Согласно законам штата Нью-Йорк в те времена — а, насколько мне известно, в наши дни дела обстоят точно так же — для помещения больного в психиатрическую лечебницу, если такая госпитализация производится не по требованию родственников, необходимо обследование пациента несколькими квалифицированными врачами-психиатрами, которые подтвердили бы уместность и правильность такой госпитализации. У Сарториуса не было ни одного живого родственника. Врачи Блумингдейлской психиатрической школы рекомендовали поместить Сарториуса в Нью-Йоркский государственный институт судебной психиатрии для социально опасных душевнобольных. По этой причине создали комиссию врачей, которую сами психиатры называли очень деликатно и остроумно — coinmissio de Liifiatiko Inquirendo. Организация такой комиссии заняла всего несколько недель. Для нашей медицины это была поистине фантастическая расторопность! Заседания комиссии не приравнивались к судебным слушаниям и могли быть, по положению, закрытыми. Я был просто вне себя. Как я ни старался, я не смог попасть на заседания пресловутой комиссии по делам преступных лунатиков. Единственное, что мне удалось узнать, — это то, что члены комиссии посетили водонапорную башню, чтобы ознакомиться с оборудованием, которое использовал Сарториус в своей работе. Врачи вызвали для дачи показаний Мартина Пембертона и… преподобного Чарлза Гримшоу, которого терзала одна только мысль о том, что Сарториус может избежать суда, будучи признанным умственно неполноценным. Донн на заседания комиссии приглашен не был, впрочем, так же как и я.

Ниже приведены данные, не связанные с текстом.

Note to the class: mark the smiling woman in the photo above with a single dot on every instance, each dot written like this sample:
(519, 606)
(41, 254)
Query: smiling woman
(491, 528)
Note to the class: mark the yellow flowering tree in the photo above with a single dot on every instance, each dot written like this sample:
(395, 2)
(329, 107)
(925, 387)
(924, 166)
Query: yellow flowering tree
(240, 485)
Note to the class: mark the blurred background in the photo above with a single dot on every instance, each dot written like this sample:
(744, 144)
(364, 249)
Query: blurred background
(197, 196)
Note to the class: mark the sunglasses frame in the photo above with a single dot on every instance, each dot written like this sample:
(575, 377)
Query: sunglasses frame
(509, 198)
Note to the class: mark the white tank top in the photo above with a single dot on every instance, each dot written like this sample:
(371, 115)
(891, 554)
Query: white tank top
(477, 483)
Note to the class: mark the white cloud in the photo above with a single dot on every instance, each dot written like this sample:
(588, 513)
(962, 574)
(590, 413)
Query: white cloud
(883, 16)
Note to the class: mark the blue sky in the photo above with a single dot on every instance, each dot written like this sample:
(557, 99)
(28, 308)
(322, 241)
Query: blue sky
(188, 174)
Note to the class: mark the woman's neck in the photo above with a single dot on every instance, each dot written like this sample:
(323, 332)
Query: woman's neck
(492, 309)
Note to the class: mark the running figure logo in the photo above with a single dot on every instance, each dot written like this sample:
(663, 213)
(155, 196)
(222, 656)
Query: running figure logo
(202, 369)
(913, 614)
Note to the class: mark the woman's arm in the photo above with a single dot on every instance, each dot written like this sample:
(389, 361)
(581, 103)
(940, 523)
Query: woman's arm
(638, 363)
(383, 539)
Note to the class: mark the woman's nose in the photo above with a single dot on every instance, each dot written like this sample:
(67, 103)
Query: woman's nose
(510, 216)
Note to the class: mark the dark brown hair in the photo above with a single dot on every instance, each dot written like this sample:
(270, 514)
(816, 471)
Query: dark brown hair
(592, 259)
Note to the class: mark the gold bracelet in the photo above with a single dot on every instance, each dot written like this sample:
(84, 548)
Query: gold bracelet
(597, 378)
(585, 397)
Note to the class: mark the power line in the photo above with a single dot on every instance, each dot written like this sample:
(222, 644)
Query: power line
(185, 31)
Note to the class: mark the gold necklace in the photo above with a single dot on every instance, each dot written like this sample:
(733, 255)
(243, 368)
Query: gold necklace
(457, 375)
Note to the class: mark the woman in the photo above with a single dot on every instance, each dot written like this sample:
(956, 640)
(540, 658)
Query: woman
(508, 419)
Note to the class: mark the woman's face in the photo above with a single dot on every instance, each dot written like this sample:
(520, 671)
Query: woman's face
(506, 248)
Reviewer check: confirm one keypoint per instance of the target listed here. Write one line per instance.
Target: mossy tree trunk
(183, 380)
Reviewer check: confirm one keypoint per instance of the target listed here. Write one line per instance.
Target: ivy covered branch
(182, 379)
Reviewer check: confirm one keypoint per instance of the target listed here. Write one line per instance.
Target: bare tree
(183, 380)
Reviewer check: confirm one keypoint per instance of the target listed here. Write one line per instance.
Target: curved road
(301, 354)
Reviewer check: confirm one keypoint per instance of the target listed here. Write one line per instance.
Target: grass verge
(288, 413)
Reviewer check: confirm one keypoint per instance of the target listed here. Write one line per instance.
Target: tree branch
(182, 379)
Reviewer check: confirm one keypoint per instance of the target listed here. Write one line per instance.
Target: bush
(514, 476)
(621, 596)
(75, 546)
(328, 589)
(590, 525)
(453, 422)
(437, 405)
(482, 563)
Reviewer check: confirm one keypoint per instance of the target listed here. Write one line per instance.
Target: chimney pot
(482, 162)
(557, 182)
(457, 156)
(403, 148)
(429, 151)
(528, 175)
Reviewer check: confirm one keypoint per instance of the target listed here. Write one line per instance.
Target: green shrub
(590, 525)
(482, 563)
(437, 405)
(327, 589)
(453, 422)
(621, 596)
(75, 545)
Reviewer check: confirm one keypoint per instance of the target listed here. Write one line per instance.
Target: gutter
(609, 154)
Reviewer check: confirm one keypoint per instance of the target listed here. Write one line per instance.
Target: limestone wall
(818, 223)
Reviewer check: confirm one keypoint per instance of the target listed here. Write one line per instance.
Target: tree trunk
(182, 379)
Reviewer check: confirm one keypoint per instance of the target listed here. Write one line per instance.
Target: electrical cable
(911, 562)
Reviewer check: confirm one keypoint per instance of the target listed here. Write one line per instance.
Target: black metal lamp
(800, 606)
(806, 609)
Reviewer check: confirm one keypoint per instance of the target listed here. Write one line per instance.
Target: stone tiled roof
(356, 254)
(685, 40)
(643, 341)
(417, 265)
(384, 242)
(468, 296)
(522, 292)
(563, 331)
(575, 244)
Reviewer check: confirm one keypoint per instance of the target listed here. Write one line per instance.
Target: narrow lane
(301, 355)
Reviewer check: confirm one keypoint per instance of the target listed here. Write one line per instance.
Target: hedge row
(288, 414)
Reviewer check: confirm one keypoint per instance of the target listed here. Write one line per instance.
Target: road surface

Дебаты комиссии не были опубликованы, так как протоколы не велись. Доклад комиссии и ее решение были опечатаны судебным решением и не публиковались до сего дня. Но позвольте мне высказать мои соображения о способах помещения больных в упомянутый институт. Решения о госпитализации принимает некая комиссия, то есть учреждение… и какой бы представительной и уважаемой они ни была — ее разум ни в коем случае нельзя считать полностью человеческим разумом, хотя отдельные члены комиссии, несомненно, обладают таким разумом. Если бы этот коллективный разум был человеческим, он сохранил бы способность удивляться, столь присущую человеку. Если бы этот разум был человеческим, он испытывал бы побуждения, которые оказывают воздействия на решения, так как идеи, вызывающие побуждения, могут быть благородными или низкими, а в глазах разумного человека это достаточный повод для того или иного действия. Но у коллективного разума учреждения приводится в действие только одна умственная операция: такой разум отрицает истину, он ее просто ненавидит.

Главой комиссии был назначен доктор Самнер Гамильтон, один из ведущих психиатров города. Это был тучный, массивного телосложения человек, который смазывал усы бриолином и зачесывал волосы от уха до уха, чтобы скрыть лысину. Он любил хорошо поесть и крепко выпить. Я узнал это, когда много лет спустя мне пришлось оплачивать обед, на который пришлось его пригласить… Но я не жалел об этом, потому что подогретый выпивкой Гамильтон охотно развязал свой язык.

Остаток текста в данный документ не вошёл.